あたしと月照明神はこっちの世界の会議にも出ないといけないから大変なんだよ。月照明神は二人いるからまあ、なんとかなるかもだけどさ、あたしは一人だからねぇ……。大したことなければ代理に行かせているよ。」
「そうか。太陽神と月神は二つの世界に一人しかいないんだったな。って事は、お前らは壱と陸の状態を常に知っているって事か。」
みー君は今まで生きてきてそれに気がつかなかった。サキが陸の世界の話をした事はない。サキは壱の世界は壱と割り切っているらしい。
「そうだよ。太陽神と月神は壱と陸の監視が仕事だからねぇ。あたし達は一人しかいないけどみー君とかは壱と陸に一人ずついるよ。

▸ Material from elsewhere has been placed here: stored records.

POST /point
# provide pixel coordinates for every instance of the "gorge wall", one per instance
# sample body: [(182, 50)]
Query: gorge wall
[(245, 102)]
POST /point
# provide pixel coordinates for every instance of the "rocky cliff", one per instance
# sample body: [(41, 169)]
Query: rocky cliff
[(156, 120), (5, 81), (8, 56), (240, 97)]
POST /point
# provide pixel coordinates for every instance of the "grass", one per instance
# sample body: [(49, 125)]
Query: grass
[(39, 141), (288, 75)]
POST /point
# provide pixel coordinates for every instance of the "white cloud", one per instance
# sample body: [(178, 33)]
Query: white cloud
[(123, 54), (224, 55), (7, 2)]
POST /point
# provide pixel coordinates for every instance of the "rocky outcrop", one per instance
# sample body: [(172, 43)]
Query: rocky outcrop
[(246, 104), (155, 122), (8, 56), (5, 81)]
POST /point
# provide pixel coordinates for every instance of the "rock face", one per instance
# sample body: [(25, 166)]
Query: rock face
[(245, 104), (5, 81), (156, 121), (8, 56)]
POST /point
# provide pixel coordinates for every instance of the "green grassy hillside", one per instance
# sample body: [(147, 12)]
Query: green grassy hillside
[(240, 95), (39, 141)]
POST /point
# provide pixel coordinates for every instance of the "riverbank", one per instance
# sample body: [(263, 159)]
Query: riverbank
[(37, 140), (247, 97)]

ちなみに陸の世界のみー君は会議でよく会うけどすごく冷たい目をしている男だよ。壱から陸に行くとたまに陸のみー君に気安く話しかけそうになってしまうんだよねぇ……。陸のみー君はほんと、全然違う。」
サキはヒラヒラと手を横に振った。
「そ、そうなのか。サキはこっちの俺とは仲良くないのか?」
「ないね。こっちの世界のみー君はみー君って呼んでないよ。天御柱神って呼んでいるさ。むしろ、向こうはあたしが苦手のようだよ。真逆の力だからああなるのはしょうがないと思うけどねぇ。」
みー君はサキの言葉に衝撃を受けたがそんなものかと思い直した。
「じゃあ、とりあえず、陸にいる間は何もできないって事だな。」
「そういう事だねぇ。」
みー君はため息をつくと畳に寝転がった。
「じゃあ、俺は寝る。」
「そうかい。あたしはこれから会議に出ないといけないからみー君はここで寝てな。」
サキの言葉にみー君は閉じていた目を開けた。
「会議?陸の権力者会議か?」
「そうだよ。月照明神は月子の方が来るかな。今日は。今、陸は大した事じゃないけどナオって女の子の事で持ちきりなんだよ。まあ、壱の世界じゃあ関係ない事だけどねぇ。」
サキはそう言うと軽く微笑み、部屋を後にした。
……あいつがいつもゴロゴロしてやがるのは陸の世界の会議にも出ていて疲れているからか……。
みー君はサキを少し見習う事にした。とりあえずサキを全力で助ける為、今は寝ることにした。